Wenn es nach Girelli geht, soll sich auch das ändern. Viel lobbyiert sie für weitere Professionalisierung. „Eine Mutter hat früher ihrer Tochter gesagt: Was bringt es dir, Fußballerin zu sein? Heute heißt es, einen Job zu haben. Ich weiß, dass es viel für die Eltern bedeutet, aber auch für das Mädchen selbst.“
Vor der Partie gegen Norwegen soll Nationaltrainer Andrea Soncin den Spielerinnen gesagt haben: „Schließt die Augen und erinnert euch an den Moment, als ihr das erste Mal einen Ball geschossen habt.“ Für Cristiana Girelli war das in einem anderen Fußballzeitalter. Dennoch hat sie den Weg in die Hochleistungsmoderne geschafft. Sie fühle sich nicht wie 35, bekundete sie zuletzt, die Liebe zum Spiel gebe ihr Kraft. Für das italienische Team ist die Kapitänin nicht nur mit ihrer Erfahrung und Effizienz wichtig.
Eine große Unterhaltungskünstlerin soll sie sein. „Sie ist so witzig“, schwärmt etwa Arianna Caruso. „Wenn ich neben Cristiana gehe, lache ich, egal über was.“ „Sie sorgt dafür, dass all ihre Teamkameradinnen entspannter sind“, sagt Barbara Bonansea, ebenfalls eine Veteranin.

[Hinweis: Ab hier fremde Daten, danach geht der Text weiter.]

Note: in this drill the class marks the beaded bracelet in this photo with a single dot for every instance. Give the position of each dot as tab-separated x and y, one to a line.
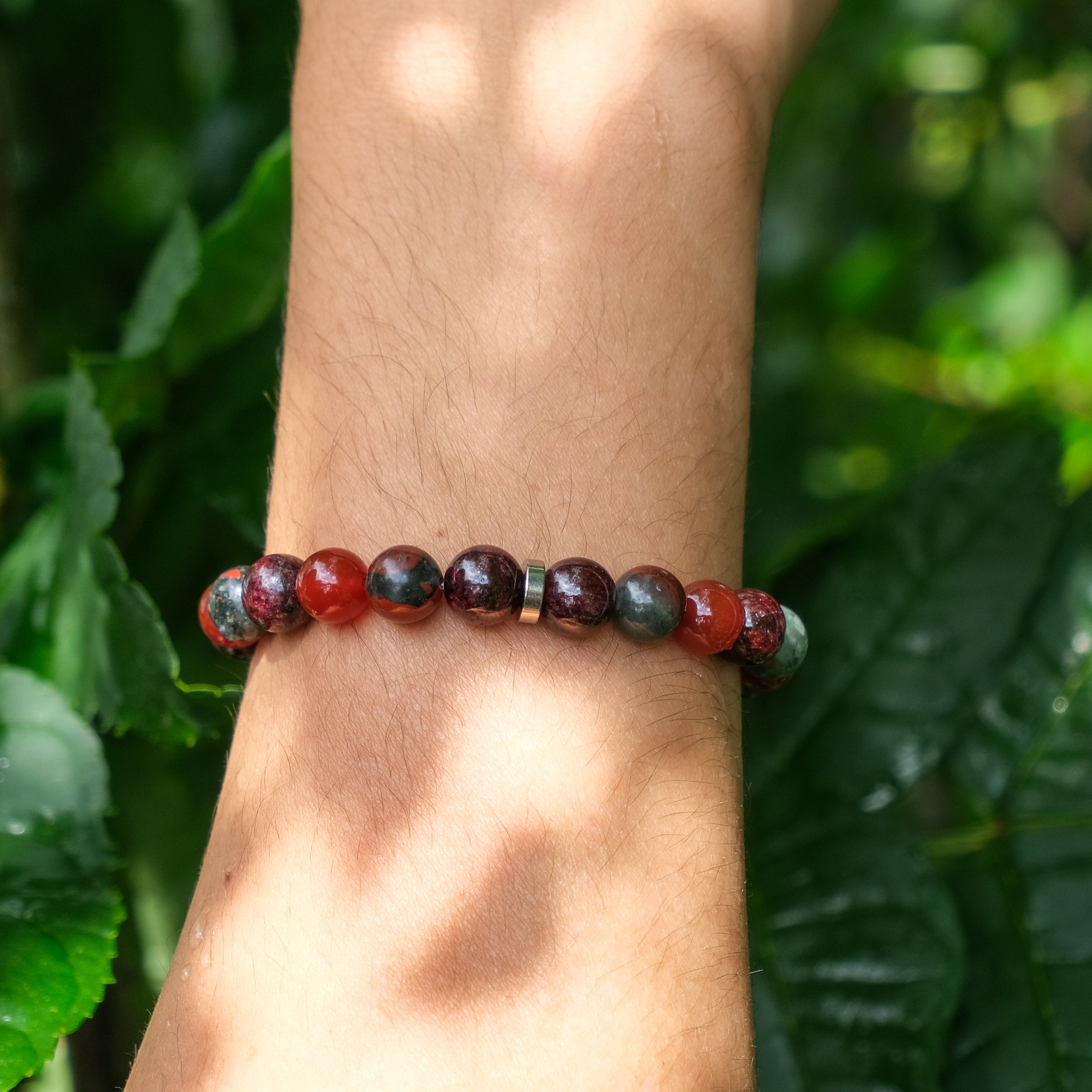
486	586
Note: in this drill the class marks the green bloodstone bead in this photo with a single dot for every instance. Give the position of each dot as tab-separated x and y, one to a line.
776	672
649	603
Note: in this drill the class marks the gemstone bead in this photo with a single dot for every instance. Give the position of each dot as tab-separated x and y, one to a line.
579	596
405	585
712	620
484	585
649	603
764	628
333	586
783	665
226	613
269	593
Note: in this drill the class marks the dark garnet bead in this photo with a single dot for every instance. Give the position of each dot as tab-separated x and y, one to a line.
405	585
712	620
579	596
764	628
484	586
648	603
333	586
269	593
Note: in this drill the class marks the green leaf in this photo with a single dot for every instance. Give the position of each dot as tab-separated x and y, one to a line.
94	463
906	618
144	661
244	265
68	609
1023	870
58	913
853	929
856	946
173	271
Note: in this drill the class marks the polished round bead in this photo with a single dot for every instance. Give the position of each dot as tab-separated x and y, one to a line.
783	665
764	628
484	585
404	585
226	612
649	603
578	596
712	620
333	586
269	593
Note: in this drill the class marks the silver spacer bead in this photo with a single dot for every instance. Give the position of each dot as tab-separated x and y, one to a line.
534	585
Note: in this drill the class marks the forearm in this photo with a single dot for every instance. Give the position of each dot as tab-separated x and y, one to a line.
520	313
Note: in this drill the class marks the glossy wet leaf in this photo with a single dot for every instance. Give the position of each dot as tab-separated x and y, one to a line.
854	932
856	950
1021	868
58	912
906	617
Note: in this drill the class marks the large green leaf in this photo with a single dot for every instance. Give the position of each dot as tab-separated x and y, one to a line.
244	265
856	934
58	913
1023	870
68	609
906	618
856	950
172	274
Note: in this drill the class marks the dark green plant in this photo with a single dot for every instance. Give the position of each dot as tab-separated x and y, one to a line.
920	801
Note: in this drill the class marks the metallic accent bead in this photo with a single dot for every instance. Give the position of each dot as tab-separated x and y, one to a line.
226	610
534	585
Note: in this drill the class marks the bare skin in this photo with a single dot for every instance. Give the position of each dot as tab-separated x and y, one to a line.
520	313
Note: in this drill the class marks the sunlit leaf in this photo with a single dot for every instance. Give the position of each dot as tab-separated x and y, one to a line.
244	265
58	913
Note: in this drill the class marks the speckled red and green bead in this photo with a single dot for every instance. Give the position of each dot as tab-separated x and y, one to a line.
486	586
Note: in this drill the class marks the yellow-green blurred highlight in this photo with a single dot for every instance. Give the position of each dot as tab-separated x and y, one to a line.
1014	337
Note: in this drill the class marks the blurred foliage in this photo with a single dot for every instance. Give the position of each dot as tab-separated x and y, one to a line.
920	801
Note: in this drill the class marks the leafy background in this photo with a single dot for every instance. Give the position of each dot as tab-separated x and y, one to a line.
920	801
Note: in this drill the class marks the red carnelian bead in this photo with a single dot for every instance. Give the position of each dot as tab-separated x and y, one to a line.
333	586
712	618
210	630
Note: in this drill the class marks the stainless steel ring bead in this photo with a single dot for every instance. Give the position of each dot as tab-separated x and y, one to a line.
534	590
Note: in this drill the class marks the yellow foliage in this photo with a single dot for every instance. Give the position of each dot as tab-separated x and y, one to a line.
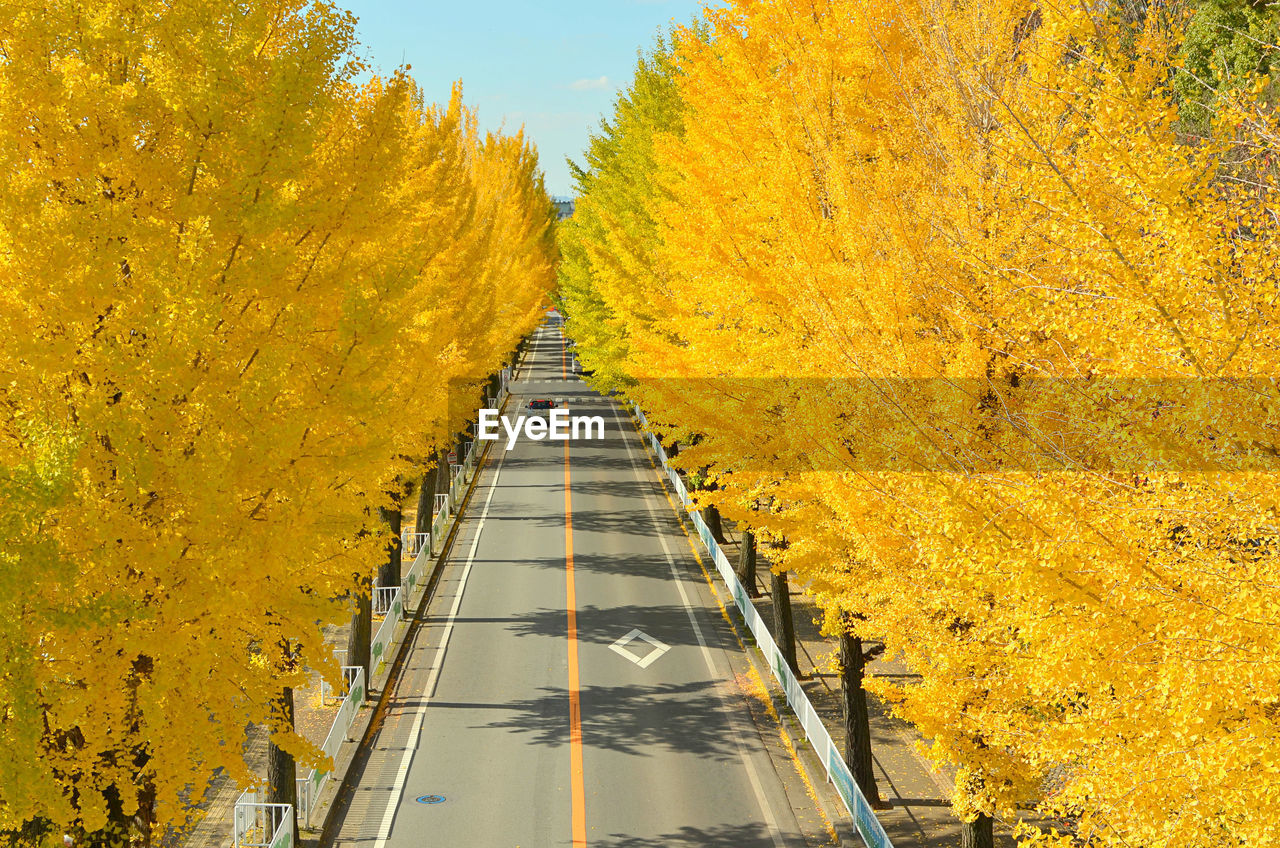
959	311
237	288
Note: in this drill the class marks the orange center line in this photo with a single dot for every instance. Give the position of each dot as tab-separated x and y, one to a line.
575	706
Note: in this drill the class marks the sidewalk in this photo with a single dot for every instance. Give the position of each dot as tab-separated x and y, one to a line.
919	796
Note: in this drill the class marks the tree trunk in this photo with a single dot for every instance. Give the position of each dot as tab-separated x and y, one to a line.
361	633
711	515
784	625
977	833
389	573
425	501
282	773
746	565
858	732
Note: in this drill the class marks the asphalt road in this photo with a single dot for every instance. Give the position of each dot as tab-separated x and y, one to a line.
521	716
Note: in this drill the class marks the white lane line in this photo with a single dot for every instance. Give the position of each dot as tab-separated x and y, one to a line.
384	831
753	778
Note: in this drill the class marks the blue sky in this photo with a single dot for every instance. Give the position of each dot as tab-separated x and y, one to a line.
551	67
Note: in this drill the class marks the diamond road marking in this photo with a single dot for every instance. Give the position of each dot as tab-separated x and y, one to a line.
645	661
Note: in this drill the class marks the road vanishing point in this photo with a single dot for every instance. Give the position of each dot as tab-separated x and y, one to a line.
574	682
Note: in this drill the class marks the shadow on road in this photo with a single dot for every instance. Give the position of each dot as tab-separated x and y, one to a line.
749	835
638	720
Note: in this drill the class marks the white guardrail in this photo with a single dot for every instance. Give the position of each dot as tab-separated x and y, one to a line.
837	771
311	787
263	825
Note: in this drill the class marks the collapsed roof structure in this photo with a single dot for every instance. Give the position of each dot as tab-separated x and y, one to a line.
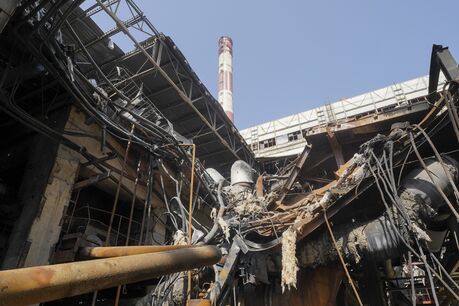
123	182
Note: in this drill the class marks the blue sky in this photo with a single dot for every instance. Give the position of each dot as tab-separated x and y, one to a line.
290	56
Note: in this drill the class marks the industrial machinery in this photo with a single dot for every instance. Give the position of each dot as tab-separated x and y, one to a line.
124	182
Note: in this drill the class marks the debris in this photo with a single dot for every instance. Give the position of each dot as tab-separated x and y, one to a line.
289	260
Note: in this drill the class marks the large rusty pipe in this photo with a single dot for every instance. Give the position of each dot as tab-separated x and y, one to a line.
46	283
104	252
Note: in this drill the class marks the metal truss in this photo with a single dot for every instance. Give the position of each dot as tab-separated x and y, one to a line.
88	37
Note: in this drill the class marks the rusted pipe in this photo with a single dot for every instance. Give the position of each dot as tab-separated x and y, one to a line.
105	252
46	283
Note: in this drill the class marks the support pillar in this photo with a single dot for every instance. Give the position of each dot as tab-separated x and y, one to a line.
336	148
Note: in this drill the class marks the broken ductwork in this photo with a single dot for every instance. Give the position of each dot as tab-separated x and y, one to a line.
381	239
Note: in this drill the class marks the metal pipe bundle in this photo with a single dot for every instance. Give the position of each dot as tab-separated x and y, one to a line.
46	283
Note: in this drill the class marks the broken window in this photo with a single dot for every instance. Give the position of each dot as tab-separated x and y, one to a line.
267	143
294	136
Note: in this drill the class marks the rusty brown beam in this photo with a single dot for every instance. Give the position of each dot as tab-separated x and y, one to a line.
105	252
46	283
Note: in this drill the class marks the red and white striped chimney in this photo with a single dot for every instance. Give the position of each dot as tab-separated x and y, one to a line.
225	75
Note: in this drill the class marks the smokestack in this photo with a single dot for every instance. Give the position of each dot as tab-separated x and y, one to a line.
225	75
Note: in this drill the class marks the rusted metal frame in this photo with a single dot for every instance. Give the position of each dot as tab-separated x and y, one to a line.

Cristiana Girelli ist auch für das unorthodoxe Aufwärmprogramm verantwortlich. Seit Jahren tanzt das Team auf den Oldie „Macarena“. „Ich habe anfangs schlimme Beleidigungen für die Musikauswahl kassiert“, schilderte Girelli mal. „Aber dann ging es ins Ohr und heute hören wir es ständig.“
Ohnehin sorgt die italienische Elf für das Entertainment beim Turnier, spätestens, seit Torhüterin Laura Giuliani in der Mixed Zone erstaunlich treffsicher den Team-Hit „Unwritten“ in die Mikros sang. Gegen England darf der Traum gern noch weitergehen. „Sie sind die Titelverteidigerinnen, wir haben großen Respekt vor ihnen“, so Girelli. „Aber jetzt sind wir so weit gekommen – wir wollen weiter daran glauben und hier nicht aufhören.“ Denn noch etwas sagen die Teamkameradinnen: Sie soll eine sehr schlechte Verliererin sein.